The best advice I've read about writing headlines
You’ve been tasked with writing a headline, a tagline, a campaign line, a whatever-kind-of-line and you’re stuck.
You’ve generated a few pages of options. Some of them sound good. A lot of them don’t. You’ve explored alliteration, puns, the rule of three, metaphors and similes.
But you haven’t cracked that killer line that does what it needs to do. And you can’t quite figure out why.
Get up out of your chair. Go and make yourself a coffee or take a walk around the block. And think about this quote by Ben Hughes in his interview featured in ‘Read Me’ by Roger Horberry and Gyles Lingwood.
Ben says that at the start of his career, he wrote, “beautiful, meaningless sentences that were universally praised for their poetry and universally criticised for lacking any real content.”
Then he realised: “You have to build a house before you can decorate it.”

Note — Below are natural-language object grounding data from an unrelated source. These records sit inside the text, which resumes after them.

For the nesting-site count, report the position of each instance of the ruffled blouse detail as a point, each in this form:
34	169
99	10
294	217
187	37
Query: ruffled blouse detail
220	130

You can’t start playing with copy too early. “Without a strong idea to hang your words on they’ll collapse under their own weight, shapeless.”
We’ve all seen beautiful, meaningless headlines that don’t communicate anything. We can admire their craft and maybe the clever turn of phrase raises a smile but when we really read them, it’s difficult to get to the arresting new idea, the genuinely compelling call to action, the sticky nugget that will get us searching for the brand later.
And that might be why you’ve got stuck with your headline writing.
So, forget the copywriting for a moment and go back to building the house. Ask yourself, “what’s the big idea?” And if you don’t know, find out. If there isn’t one, get one.
Scribble down everything that comes to mind and exhaust the idea. Look at it from different angles. Try to find a simple way to explain the benefits. Imagine different customers reacting to it. What’s in it for them? Why should anyone care?
Now step back and take a look at what you’ve written. You might just find your headline there.